Founder, Relearning the Nautch (RTN)
Relearning the Nautch began as a research question: how are art forms transformed when history determines which bodies are deemed respectable and which are marginalized? Nirav Sachan is a humanities student and Kathak practitioner whose engagement with dance extends beyond technique into historical, social, and performative analysis. Through this work, he became aware that Kathak, like many South Asian performance traditions, has a fragmented history shaped by colonial regulation, moral reform movements, selective memory, and institutional silences. The nautch was not merely renamed or refined; its pedagogy, practitioners, and embodied knowledge were systematically re-scripted.
RTN emerged to investigate what was lost, altered, or excluded in the construction of “classical” respectability. The initiative combines archival research, oral histories, legislative documentation, and practitioner testimonies to critically examine these transformations. It functions as a learning platform at the intersection of history, performance studies, anthropology, and lived practice, prioritizing analytical rigor over nostalgia.
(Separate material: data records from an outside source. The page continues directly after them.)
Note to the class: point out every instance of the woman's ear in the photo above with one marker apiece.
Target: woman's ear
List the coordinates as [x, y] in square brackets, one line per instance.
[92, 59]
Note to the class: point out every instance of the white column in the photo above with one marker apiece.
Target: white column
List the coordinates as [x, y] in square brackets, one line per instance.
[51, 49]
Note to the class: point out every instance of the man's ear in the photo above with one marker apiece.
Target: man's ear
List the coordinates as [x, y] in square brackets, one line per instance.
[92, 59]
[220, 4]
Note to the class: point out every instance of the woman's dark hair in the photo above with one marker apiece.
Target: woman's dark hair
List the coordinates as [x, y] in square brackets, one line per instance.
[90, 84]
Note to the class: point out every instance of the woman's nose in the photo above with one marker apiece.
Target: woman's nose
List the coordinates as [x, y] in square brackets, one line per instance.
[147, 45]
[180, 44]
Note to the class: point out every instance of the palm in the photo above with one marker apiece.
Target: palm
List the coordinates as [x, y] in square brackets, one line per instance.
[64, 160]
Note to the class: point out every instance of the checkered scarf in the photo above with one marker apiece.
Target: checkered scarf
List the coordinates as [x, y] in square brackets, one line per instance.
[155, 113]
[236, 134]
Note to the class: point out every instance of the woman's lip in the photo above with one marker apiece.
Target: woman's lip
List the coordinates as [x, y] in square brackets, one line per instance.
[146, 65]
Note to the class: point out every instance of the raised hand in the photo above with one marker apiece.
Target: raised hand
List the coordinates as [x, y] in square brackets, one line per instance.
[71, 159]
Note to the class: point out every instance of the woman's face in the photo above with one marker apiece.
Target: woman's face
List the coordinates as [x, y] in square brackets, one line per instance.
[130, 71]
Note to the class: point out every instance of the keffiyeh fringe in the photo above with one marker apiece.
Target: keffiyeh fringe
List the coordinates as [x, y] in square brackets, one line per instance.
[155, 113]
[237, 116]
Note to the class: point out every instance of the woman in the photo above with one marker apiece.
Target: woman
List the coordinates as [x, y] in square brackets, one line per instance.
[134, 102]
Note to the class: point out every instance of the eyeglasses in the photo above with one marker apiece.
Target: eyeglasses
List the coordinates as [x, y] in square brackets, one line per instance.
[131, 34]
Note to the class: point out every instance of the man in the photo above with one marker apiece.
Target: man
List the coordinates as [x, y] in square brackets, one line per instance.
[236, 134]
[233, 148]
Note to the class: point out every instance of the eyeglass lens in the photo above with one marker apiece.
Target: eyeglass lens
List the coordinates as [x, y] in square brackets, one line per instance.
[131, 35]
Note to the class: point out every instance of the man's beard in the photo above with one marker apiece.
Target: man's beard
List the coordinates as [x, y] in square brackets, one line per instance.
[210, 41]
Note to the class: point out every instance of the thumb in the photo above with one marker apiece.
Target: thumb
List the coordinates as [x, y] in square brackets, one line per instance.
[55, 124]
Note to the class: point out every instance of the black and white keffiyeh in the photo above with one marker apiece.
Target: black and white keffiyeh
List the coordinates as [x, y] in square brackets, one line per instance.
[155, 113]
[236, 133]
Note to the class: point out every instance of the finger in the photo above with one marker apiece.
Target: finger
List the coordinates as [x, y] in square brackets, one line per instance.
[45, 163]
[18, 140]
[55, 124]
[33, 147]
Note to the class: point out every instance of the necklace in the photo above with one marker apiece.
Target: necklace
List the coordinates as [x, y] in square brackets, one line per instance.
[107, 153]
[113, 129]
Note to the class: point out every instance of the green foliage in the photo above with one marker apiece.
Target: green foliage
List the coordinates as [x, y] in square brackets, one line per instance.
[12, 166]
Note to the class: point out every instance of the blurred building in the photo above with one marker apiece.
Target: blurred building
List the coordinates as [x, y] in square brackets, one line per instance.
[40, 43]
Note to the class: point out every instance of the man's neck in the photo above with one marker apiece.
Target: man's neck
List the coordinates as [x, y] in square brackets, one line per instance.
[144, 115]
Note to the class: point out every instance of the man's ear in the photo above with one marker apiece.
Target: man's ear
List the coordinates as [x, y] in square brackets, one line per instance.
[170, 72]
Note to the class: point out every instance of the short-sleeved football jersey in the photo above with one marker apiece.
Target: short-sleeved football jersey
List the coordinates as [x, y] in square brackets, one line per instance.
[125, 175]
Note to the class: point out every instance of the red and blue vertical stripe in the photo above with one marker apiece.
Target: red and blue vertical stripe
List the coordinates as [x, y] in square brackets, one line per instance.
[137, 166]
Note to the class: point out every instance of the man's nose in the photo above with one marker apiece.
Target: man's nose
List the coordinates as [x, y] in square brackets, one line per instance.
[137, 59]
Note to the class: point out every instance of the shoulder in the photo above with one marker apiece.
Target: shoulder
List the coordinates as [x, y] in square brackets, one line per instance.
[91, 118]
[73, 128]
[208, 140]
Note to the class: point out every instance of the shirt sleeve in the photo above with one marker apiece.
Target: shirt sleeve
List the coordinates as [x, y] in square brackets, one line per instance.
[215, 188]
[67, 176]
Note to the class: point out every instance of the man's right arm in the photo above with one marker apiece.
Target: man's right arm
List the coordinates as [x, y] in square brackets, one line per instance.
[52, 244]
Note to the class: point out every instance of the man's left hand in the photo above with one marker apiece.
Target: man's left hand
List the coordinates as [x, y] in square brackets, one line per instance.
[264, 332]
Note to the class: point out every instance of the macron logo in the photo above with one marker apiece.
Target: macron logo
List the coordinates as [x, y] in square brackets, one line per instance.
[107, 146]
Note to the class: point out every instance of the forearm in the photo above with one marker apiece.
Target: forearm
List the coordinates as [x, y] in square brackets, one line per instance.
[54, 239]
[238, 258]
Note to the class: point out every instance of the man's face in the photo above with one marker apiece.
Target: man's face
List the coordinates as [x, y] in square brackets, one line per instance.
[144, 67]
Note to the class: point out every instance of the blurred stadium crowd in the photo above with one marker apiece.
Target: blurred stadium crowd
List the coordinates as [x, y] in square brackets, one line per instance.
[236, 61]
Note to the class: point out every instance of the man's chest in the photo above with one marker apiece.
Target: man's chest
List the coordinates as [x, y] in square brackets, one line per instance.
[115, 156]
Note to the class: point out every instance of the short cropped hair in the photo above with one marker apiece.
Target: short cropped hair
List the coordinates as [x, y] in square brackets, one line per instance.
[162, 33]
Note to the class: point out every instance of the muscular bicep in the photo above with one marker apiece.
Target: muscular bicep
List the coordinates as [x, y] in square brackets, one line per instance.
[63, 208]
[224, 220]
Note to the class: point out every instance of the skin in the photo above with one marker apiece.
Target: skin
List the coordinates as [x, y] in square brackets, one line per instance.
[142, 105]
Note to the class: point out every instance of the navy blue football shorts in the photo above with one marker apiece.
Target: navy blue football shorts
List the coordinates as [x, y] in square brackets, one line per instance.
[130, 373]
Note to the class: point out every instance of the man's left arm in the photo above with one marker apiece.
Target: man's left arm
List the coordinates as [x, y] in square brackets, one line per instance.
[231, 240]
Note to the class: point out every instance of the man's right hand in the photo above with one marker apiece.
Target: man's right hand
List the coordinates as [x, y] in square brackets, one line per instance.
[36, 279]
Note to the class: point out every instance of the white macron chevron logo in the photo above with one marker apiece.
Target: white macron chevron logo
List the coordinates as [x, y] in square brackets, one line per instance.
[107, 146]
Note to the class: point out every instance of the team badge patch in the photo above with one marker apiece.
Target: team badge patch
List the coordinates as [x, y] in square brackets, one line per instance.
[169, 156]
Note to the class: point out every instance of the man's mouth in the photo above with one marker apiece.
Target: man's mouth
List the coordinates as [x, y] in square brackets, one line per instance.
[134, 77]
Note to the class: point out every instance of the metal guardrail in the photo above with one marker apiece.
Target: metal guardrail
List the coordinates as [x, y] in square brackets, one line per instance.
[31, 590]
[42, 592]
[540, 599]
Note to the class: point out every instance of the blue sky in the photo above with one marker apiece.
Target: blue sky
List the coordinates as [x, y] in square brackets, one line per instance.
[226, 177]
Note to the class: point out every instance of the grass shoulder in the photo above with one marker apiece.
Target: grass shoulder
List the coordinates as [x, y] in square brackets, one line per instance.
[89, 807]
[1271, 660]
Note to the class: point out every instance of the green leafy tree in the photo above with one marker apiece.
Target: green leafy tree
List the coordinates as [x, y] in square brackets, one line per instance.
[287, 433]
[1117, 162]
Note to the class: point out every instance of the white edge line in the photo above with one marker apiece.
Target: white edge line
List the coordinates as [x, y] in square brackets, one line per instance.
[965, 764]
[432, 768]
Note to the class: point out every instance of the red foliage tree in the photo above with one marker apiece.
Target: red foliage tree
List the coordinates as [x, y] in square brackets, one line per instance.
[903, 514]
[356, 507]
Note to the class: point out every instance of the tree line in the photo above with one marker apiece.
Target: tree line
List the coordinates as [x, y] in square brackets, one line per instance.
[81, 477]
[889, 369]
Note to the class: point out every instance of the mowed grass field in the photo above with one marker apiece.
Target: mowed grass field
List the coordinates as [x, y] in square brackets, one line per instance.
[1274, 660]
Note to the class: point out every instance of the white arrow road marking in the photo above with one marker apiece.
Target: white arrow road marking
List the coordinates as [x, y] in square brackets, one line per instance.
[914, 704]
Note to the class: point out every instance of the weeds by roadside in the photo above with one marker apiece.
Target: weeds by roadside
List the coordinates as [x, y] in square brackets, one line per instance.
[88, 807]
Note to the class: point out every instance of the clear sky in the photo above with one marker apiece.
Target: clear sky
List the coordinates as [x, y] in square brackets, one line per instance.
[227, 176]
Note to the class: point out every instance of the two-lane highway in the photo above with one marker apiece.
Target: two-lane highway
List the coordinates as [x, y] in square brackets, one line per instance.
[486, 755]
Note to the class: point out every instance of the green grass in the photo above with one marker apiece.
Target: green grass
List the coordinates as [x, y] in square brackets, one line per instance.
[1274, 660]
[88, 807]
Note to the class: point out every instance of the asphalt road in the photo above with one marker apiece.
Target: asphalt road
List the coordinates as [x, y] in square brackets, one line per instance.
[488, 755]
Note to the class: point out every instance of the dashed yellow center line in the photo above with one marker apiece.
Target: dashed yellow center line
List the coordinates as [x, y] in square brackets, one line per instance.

As founder, Nirav curates cross-boundary dialogues: between dancers and scholars, archives and embodied practice, and institutional histories and informal performance worlds. The project documents performance economies, pedagogy, labor, gender, caste, and migration, and hosts reflective interviews that foreground both historical and contemporary experience. His research interests focus on memory, identity, counter-canon formation, and performance as a form of knowledge.
RTN is student-led, non-commercial, and deliberately methodical. It is designed to document before asserting authority, listen before interpreting, and contribute to scholarly discourse while remaining open-ended. The project is not an endpoint but a continually evolving archive and dialogue that interrogates how art survives regulation, how bodies retain knowledge institutions overlook, and how learning itself can function as ethical inquiry.